Step	Hyp	Ref	Expression
1		df-nv 8207	. . . 4 |- NrmCVec = {<.<.g, s>., n>. | (<.g, s>. e. CVec /\ n:ran g-->RR /\ A.x e. ran g(((n` x) = 0 -> x = (Id` g)) /\ A.y e. CC (n` (ysx)) = ((abs` y) x. (n` x)) /\ A.y e. ran g(n` (xgy)) <_ ((n` x) + (n` y))))}
2		3simp1 790	. . . . . 6 |- ((<.g, s>. e. CVec /\ n:ran g-->RR /\ A.x e. ran g(((n` x) = 0 -> x = (Id` g)) /\ A.y e. CC (n` (ysx)) = ((abs` y) x. (n` x)) /\ A.y e. ran g(n` (xgy)) <_ ((n` x) + (n` y)))) -> <.g, s>. e. CVec)
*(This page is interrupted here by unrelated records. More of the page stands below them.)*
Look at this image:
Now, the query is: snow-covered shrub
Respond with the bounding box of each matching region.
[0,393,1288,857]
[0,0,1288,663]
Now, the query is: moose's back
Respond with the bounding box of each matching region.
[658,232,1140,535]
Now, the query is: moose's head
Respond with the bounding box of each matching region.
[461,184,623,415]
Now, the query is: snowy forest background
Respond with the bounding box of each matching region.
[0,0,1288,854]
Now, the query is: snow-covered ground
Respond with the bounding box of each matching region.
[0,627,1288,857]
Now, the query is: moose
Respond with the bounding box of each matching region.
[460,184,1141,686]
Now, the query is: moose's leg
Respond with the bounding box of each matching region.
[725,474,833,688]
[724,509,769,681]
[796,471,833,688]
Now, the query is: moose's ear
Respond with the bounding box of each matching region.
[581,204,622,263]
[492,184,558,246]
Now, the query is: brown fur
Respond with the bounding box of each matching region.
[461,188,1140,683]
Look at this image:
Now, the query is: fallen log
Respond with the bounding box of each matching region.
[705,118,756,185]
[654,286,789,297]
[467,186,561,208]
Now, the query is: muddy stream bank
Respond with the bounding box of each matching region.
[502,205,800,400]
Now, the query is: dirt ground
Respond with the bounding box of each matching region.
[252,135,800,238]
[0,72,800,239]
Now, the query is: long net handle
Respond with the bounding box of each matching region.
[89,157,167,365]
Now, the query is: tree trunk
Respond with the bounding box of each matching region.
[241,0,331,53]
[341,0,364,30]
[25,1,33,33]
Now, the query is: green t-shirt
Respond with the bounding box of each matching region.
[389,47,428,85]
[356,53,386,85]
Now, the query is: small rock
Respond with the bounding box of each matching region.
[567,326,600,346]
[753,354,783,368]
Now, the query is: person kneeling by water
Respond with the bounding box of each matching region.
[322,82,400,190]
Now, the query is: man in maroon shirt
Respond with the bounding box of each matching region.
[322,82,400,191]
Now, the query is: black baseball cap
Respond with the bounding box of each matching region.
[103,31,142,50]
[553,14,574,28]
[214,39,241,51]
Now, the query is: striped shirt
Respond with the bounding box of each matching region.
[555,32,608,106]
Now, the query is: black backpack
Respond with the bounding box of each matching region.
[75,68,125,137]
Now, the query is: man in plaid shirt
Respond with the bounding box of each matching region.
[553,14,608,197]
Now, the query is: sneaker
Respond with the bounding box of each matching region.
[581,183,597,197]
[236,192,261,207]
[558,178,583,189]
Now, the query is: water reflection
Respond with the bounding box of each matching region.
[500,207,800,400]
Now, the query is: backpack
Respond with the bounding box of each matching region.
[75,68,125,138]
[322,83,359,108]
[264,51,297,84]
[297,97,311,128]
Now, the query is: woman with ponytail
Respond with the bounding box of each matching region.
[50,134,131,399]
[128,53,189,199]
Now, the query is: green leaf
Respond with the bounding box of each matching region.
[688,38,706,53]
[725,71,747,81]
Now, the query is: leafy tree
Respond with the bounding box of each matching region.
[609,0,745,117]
3	2	ssoprab2i 4014	. . . . 5 |- {<.<.g, s>., n>. | (<.g, s>. e. CVec /\ n:ran g-->RR /\ A.x e. ran g(((n` x) = 0 -> x = (Id` g)) /\ A.y e. CC (n` (ysx)) = ((abs` y) x. (n` x)) /\ A.y e. ran g(n` (xgy)) <_ ((n` x) + (n` y))))} (_ {<.<.g, s>., n>. | <.g, s>. e. CVec}
4		dfoprab2 3997	. . . . . . 7 |- {<.<.g, s>., n>. | <.g, s>. e. CVec} = {<.x, n>. | E.gE.s(x = <.g, s>. /\ <.g, s>. e. CVec)}
5		eleq1 1537	. . . . . . . . . . . 12 |- (x = <.g, s>. -> (x e. CVec <-> <.g, s>. e. CVec))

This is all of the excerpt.